CAR has tested a new breed of experimental super-diesel that literally leaves current technology standing and may banish turbo lag forever. We drove an Audi A6 3.0-litre V6 prototype fitted with an electric bi-turbo system which delivers a massive dose of torque from idle. The effect is radical, firing the saloon off the line like an R8 when the driver floors the throttle.
What is turbo lag?
Diesels beat petrol engines hands down when it comes to efficiency, but that means exhaust temperatures are lower and less energy is available to drive a turbocharger. The current crop of variable geometry turbochargers are designed to compensate for this, but exhaust energy levels have fallen so low that they don’t spin fast enough when the engine is running slowly to provide decent response. When the driver accelerates hard, the turbo takes time to spin up and generate high levels of boost, causing a lag effect.
How does the electric bi-turbo work?
Audi boffins from the Advanced Diesel Engine Development department at Neckarsulm have supplemented the usual exhaust-driven turbo with another turbo driven by an electric motor. The electric turbo is positioned between the conventional turbo and the engine’s air intake system and is bypassed most of the time, leaving the conventional turbo to do all the work. But when the engine management system detects the exhaust pressure is too low to give quick response, valves open to bring the electric turbo into play, compressing the intake air for a second time almost instantaneously.
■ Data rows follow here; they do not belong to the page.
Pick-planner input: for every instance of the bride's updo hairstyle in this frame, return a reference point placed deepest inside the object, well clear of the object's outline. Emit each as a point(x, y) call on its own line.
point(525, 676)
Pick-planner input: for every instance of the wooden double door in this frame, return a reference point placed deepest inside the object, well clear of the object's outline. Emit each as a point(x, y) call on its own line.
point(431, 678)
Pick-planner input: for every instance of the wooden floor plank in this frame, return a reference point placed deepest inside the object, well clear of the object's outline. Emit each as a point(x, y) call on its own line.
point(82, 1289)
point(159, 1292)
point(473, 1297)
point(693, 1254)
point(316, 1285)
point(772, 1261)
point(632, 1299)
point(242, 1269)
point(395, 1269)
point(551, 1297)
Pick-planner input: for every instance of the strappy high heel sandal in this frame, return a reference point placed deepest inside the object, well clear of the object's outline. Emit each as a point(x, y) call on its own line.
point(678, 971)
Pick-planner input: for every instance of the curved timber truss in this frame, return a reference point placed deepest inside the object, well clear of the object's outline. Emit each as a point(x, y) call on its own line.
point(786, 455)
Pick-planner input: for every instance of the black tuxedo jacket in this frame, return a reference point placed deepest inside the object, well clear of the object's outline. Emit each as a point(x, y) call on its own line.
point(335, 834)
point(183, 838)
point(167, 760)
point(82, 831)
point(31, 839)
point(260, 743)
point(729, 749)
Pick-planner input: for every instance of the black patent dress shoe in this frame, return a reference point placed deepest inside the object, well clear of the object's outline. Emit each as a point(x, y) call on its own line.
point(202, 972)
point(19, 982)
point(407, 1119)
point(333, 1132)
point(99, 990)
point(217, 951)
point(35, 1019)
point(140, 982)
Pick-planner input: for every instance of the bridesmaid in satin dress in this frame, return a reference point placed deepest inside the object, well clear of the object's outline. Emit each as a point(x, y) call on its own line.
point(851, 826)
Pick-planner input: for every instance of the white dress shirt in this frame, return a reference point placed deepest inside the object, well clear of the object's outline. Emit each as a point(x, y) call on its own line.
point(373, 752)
In the A6 prototype, Audi claims a 420bhp power output, 480lb ft from 1450-2800rpm, and emissions of 169g/km of CO2. The combined economy figure? A slightly lower than is usual for diesel 44mpg – but not bad at all for supercar levels of performance.
Will I see it in my car?
Yes, but the electric bi-turbo depends on the car industry as a whole adopting a new 48-volt electrical system architecture, which is still five years away. The new, more powerful electrical network will work alongside conventional 12-volt systems, and enable a raft of other new technologies, too.